David J. King Hall, #2064
October 27, 2017, 12:00 PM to 02:00 PM
Identifying vehicles on the battlefield quickly and accurately is an important part of soldier performance. Currently, automation is being developed to aid in target identification efforts, but some ambiguity remains regarding the accuracy required for these systems to be helpful. Past meta-analytic efforts have identified a 70% reliability threshold between when automated systems help performance and when they interfere with performance. However, this threshold was calculated as an aggregate estimate from a great variety of studies, and warrants further exploration before being applied to a target search and identification context. Therefore, this dissertation was designed to identify moderators specific to target search and identification that might shift the 70% reliability threshold.

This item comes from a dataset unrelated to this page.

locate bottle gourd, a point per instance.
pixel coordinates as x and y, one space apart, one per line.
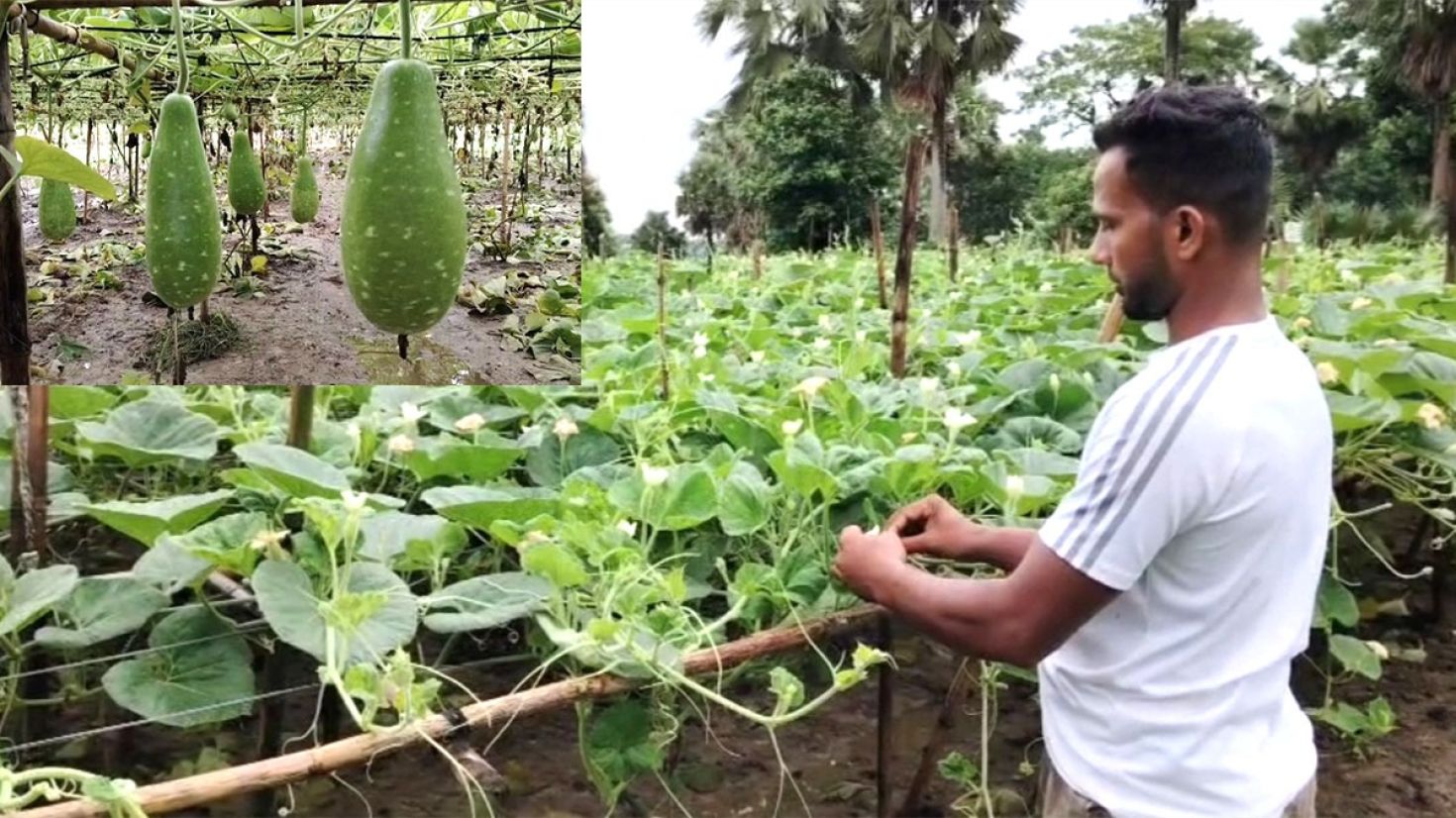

I found that the type of error issued by the automation (misses versus false alarms), the range of the targets (close versus far), as well as the type of judgment required of the soldier (search: vehicle/no-vehicle versus identification: type of vehicle), all affect the reliability required for automation to have a net-positive effect on performance. Although these moderators have strong relationships with target search/identification performance, they have less of an impact on subjective trust and workload, suggesting that observers might not be consciously aware of how their own performance is changing as a function of automation properties. These results are discussed in light of the way that soldiers are trained and how automation is designed to aid performance on the battlefield.